We preparing to move from a single indexer to an index cluster. I'm trying to determine the performance implications of a two node index cluster with the replication factor set to two and the search factor also set to two?
In the documentation manual "Managing Indexers and Clusters of Indexers" doc, under the section "How indexer clusters work", the subsection "Buckets and indexer clusters"
under the heading Data files it states:
"If the cluster has a search factor greater than 1, some or all of the target peers also create index files for the data. For example, say you have a replication factor of 3 and a search factor of 2. In that case, the source peer streams its raw data to two target peers. One of those peers then uses the raw data to create index files, which it stores in its copy of the bucket. That way, there will be two searchable copies of the data (the original copy and the replicated copy with the index files)."
I’m reading that as only the raw data is replicated, not the index files. The index files are recreated on the peer. So in a two node cluster with replication factor of 2 and a search factor of 2 both nodes would always be indexing the data.

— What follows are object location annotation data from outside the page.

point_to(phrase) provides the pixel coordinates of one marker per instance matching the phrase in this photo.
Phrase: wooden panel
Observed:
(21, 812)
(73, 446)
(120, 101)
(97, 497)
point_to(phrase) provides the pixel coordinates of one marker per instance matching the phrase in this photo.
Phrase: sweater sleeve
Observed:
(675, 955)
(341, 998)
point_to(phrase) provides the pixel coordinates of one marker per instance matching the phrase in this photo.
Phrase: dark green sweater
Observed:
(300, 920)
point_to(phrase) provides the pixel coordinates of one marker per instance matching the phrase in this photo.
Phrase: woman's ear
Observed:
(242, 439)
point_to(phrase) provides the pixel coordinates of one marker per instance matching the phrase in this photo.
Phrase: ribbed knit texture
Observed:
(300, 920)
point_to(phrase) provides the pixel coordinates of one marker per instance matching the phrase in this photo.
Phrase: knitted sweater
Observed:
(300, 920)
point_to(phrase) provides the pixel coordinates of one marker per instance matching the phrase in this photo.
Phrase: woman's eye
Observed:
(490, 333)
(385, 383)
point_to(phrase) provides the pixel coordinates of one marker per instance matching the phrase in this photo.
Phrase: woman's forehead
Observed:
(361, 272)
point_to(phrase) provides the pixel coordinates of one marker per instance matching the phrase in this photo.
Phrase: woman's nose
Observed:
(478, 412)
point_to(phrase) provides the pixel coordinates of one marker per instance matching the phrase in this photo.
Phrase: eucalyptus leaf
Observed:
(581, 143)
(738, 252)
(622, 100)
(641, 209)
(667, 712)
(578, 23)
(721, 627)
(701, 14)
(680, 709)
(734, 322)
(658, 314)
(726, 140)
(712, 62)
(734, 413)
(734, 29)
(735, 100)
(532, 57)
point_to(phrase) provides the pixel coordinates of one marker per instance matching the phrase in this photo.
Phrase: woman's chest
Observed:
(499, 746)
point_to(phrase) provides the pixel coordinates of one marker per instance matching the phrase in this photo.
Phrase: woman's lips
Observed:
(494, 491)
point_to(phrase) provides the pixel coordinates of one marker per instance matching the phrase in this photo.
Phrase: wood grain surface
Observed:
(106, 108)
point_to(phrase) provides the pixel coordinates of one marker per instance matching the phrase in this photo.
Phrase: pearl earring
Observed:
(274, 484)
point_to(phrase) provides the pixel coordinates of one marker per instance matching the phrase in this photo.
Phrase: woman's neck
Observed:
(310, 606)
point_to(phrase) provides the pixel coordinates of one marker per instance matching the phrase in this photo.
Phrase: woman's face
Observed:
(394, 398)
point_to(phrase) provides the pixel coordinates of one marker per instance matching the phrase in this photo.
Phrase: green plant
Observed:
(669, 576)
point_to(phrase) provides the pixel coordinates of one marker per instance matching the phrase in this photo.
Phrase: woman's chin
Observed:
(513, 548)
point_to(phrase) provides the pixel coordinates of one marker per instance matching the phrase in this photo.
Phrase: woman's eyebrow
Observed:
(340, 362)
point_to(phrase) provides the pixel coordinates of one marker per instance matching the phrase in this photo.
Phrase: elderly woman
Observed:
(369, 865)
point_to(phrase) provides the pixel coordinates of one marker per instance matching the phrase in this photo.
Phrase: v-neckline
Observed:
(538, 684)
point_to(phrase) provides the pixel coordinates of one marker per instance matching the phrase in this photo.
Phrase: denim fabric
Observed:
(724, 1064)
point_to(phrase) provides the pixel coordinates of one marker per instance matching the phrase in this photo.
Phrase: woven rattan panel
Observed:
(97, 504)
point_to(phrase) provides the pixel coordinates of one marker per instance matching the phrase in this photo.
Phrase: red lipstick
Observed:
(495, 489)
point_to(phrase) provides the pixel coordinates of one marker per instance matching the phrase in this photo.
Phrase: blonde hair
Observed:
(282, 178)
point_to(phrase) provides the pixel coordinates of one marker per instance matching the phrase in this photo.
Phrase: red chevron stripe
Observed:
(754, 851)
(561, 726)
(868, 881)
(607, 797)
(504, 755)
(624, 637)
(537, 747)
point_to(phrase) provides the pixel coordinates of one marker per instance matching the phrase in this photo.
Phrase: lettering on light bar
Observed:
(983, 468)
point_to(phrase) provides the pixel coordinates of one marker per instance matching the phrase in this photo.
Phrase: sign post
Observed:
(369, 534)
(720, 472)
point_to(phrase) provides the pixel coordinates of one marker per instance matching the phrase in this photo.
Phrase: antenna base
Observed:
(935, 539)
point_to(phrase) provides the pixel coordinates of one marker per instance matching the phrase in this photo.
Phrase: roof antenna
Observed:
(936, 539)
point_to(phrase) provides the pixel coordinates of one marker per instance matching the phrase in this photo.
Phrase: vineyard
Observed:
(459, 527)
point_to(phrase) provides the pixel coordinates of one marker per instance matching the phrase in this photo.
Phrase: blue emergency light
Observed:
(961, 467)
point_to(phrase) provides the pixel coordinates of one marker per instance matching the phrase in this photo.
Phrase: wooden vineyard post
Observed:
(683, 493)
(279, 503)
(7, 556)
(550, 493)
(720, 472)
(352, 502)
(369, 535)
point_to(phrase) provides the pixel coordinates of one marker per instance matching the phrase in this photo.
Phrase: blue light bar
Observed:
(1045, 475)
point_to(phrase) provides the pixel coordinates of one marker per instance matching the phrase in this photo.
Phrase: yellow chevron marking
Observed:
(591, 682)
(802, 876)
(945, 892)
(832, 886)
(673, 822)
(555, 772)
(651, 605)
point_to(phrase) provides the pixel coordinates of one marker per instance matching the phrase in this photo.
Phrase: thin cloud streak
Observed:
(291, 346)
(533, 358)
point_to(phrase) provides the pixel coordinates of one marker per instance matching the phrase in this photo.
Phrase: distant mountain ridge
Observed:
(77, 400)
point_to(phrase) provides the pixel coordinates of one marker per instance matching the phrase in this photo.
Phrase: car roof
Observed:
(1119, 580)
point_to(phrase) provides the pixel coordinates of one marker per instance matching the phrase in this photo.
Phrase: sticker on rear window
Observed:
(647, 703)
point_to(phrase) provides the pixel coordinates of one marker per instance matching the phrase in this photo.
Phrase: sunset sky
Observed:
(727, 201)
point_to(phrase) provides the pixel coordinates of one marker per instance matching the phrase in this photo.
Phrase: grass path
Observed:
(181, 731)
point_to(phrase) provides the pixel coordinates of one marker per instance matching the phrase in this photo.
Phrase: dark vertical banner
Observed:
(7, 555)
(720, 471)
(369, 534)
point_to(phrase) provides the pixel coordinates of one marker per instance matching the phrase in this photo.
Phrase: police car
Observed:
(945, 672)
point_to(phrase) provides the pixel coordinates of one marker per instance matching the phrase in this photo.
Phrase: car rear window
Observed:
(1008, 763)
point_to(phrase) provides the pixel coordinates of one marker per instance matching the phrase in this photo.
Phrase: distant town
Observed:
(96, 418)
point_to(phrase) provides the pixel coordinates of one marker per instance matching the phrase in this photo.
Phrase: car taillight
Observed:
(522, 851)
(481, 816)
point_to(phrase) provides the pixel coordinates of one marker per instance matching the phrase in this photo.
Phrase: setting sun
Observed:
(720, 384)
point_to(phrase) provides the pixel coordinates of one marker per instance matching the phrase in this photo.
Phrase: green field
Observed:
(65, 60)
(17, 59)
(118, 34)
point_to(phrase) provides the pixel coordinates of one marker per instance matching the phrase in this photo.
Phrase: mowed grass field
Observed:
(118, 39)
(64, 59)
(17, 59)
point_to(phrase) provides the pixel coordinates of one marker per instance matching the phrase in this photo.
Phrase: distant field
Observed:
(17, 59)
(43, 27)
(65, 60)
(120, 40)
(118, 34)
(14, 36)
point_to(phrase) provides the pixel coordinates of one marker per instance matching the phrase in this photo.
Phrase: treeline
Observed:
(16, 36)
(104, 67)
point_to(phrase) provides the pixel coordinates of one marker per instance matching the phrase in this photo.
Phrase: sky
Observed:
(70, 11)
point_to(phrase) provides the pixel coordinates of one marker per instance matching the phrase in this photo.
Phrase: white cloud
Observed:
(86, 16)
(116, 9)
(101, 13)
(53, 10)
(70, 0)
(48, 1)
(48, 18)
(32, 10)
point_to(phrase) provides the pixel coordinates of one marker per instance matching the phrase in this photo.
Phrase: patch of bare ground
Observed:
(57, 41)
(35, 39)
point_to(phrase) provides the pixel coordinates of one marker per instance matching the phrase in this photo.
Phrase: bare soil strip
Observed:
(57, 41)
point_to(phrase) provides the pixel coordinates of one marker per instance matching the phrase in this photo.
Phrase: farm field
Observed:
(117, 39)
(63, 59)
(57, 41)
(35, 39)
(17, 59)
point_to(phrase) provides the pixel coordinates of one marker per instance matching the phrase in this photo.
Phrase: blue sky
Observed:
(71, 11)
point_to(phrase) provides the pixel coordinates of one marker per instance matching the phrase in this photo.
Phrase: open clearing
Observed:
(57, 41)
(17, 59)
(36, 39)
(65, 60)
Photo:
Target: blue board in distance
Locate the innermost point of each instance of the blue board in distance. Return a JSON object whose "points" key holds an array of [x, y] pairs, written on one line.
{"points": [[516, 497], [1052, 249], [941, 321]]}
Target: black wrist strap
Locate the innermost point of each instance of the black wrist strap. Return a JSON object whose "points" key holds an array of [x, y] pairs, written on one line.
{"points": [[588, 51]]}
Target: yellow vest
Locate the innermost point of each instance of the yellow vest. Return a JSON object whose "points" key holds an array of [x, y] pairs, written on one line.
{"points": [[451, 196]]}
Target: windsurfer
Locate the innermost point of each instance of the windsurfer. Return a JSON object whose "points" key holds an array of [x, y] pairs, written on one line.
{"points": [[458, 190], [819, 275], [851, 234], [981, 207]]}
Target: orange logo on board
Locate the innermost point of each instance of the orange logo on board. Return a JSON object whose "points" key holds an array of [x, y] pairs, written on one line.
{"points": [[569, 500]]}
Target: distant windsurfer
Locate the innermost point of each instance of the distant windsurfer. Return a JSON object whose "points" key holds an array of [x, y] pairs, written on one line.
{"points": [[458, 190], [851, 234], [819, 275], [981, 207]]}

The first indexer to receive an event indexes it. It then forwards that event to another indexer for replication. The replicate does not contain tsidx files unless it is necessary to meet the search factor.
So, to answer the question, setting Search Factor=2 means the replicating indexer has to do more work to create the tsidx files. I don't have specific metrics on that. Of course, the added tsidx files take up more storage space (35% of the uncompressed raw data size).
First I'd like to thank you for taking the time to respond to my question.
The "...unless it is necessary to meet the search factor." is confusing me, can you expand on that? Specifically considering a two peer index cluster with replication factor of two and a search factor of two:
My reading of the documentation would indicate that only the raw compressed data is transmitted to the target peer. The target peer is responsible for creating the tsidx file in order to achieve the search factor of two. The performance implications being not only additional storage (the tsidx file on the target peer), but the CPU required by the target peer to "reindex" the raw/compressed copy.
I read the documentation the same way as you.